3 steps of the PPD tests

  1. getting a posterior sample from some data d, ie θ~P(θ|d),
  2. using that sample to generate data d' (two cases here),
  3. comparing simulated d' to observed d' (to get, eg, a p-value),

How to do that?

First, determine what kind of test you're running:

  • Goodness of fit test: in this case d' and d denote uncorrelated realizations of the same measurements.
  • Consistency test: in this case, d' and d denote disjoint subsets of the full set of measurements and they are correlated, eg d'=shear based on d=2x2.

Then, proceed as follows for the steps above.

  1. Get a posterior sample from d alone from cosmosis by applying appropriate cuts for d in the likelihood module.
  2. Generate samples of d'. To do so, we run a modified version the cosmosis list sampler with the normal pipeline and an additional ppd module, which takes posterior samples θ from step 1. See an example in eg https://github.com/des-science/y3-3x2pt-ppd/blob/master/3x2_goodnessoffit/ppd.ini
    • For each θ, this computes the theory for d', denoted d'(θ) here, and then draws d' (and saves it to disk).

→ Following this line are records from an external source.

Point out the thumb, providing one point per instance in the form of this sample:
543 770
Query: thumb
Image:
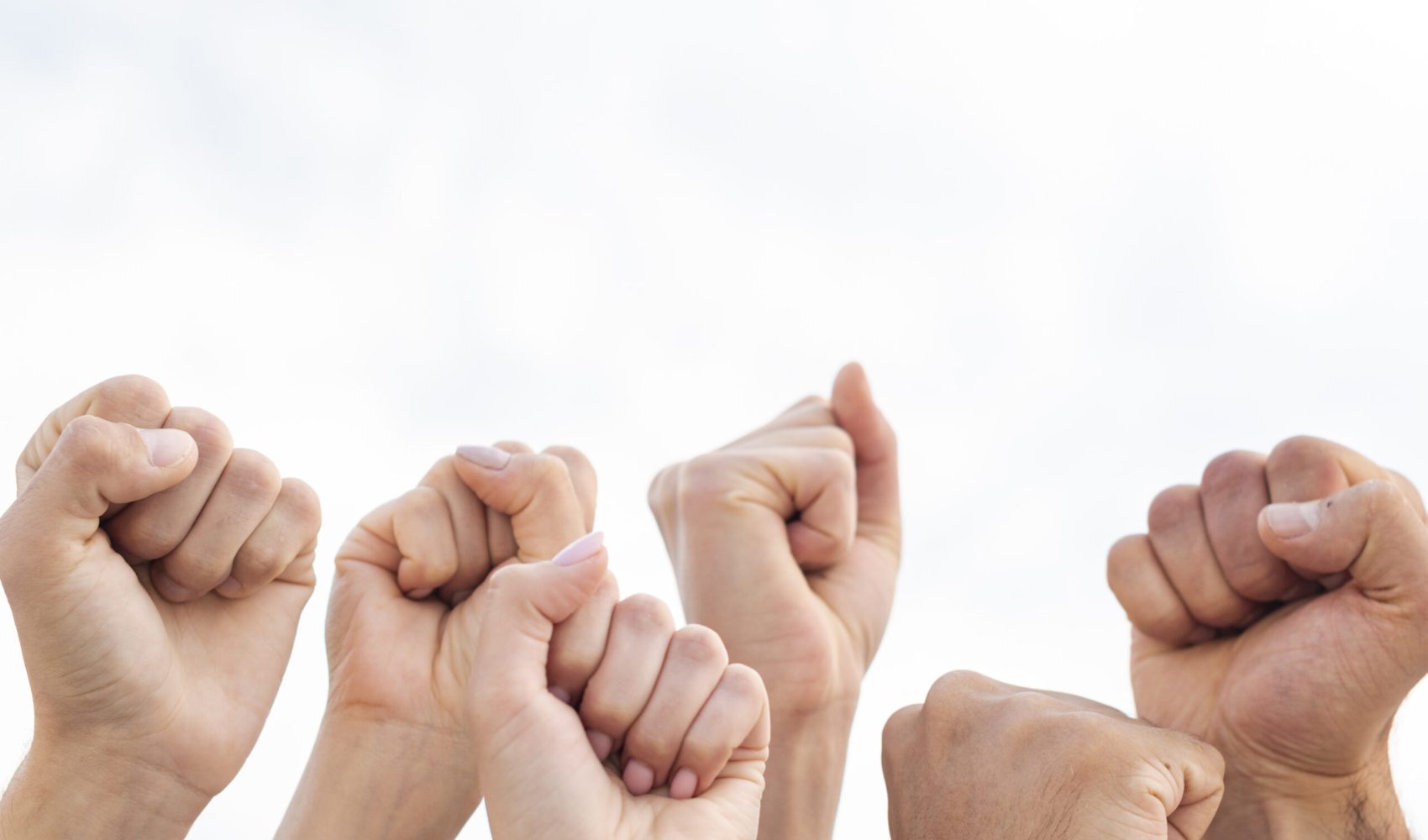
1368 530
97 463
523 605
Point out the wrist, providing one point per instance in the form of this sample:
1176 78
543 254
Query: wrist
804 774
79 790
1358 806
371 778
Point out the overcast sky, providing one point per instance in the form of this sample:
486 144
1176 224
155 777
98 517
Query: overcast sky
1081 248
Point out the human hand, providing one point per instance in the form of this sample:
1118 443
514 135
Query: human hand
1281 613
983 759
156 576
787 543
669 707
393 758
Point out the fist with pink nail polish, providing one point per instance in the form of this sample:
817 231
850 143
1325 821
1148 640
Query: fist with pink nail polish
1281 613
156 576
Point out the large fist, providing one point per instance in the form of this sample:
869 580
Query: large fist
1281 613
156 576
985 760
787 542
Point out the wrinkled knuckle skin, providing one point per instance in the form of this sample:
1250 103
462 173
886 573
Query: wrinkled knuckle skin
646 613
252 475
1173 506
303 501
699 644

Two cases:
      • For a goodness of fit test, the module simply samples the likelihood for d' (which is the same as d).
      • For a consistency test, the module samples the likelihood for d' conditioned on observed d (that's the big difference).
    • For a nested sample, it is much faster than step 1 since it requires a number of pipeline evaluations equal to the number of samples (so of order 10k instead of 10^5 to 10^6).
  3. Analyze/postprocess generated d' samples (aka PPD samples) vs observed d'.
    • For this, we proposed comparing chi2's computed between a) observed d' and d'(θ), and b) sampled d' at θ and d'(θ). The raw p-value is simply the fraction of chi2_b > chi2_a, ie the fraction of posterior samples (with their weights) for which the generated data is further from predictions than the observed data.
    • Additionally, we "calibrate" this p-value, which tends can be biased low for consistency tests, because of discrepant constraints on parameters between d and d'. The most extreme case of this (which we don't use), is if you were to split data into d and d' such that d' depends on some parameter that is fully unconstrained by d, eg galaxy bias if d'=w(θ) and d=shear. The most up-to-date way to do this is illustrated in https://github.com/des-science/y3-3x2pt-ppd/blob/master/postprocessing/ppd_y1_data.ipynb. The full "analysis/postprocessing" part consists in two function calls.
      • Note this is related to the choice of metric we use to analyze PPD samples, not a shortcoming of how we sampled it. The basic reason is that we're trying to compare distributions in ~500-dimensional space, which requires us to make simplifications.
      • To calibrate the p-value, we generate consistent d and d' by sampling the likelihood at some fiducial cosmology and apply the same PPD test to them, to get a raw p-value for each. The calibrated p-value is then given by the fraction of those simulated data vectors with a raw p-value smaller than the observed ones.
      • Since we can't get posterior samples from each of those, we apply importance sampling to some posterior, for instance the one used above. The thing to watch for is the effective number of samples: if they get too low, p-values for the simulated data vectors are unreliable, so comparing them to the p-value for observed data can be misleading.

PPD sampler

In order to save the PPD output files correctly, we use a new sampler called listppd, which is simply the list sampler with additional functionality. Its options are the same as the list sampler, plus the following ones

Parameters Values
filename path/to/the/chain.txt
ppd_output_file Where to save PPD realizations, usually %(OUTDIR)s/ppd_realizations_%(RUN)s.txt
theory_output_file Where to save PPD theory DVs, usually %(OUTDIR)s/ppd_theory_%(RUN)s.txt

To use it:

  1. Copy the folder listppd into the samplers folder of cosmosis.

  2. Append from .listppd import listppd_sampler to samplers/__init__.py so that it is registered.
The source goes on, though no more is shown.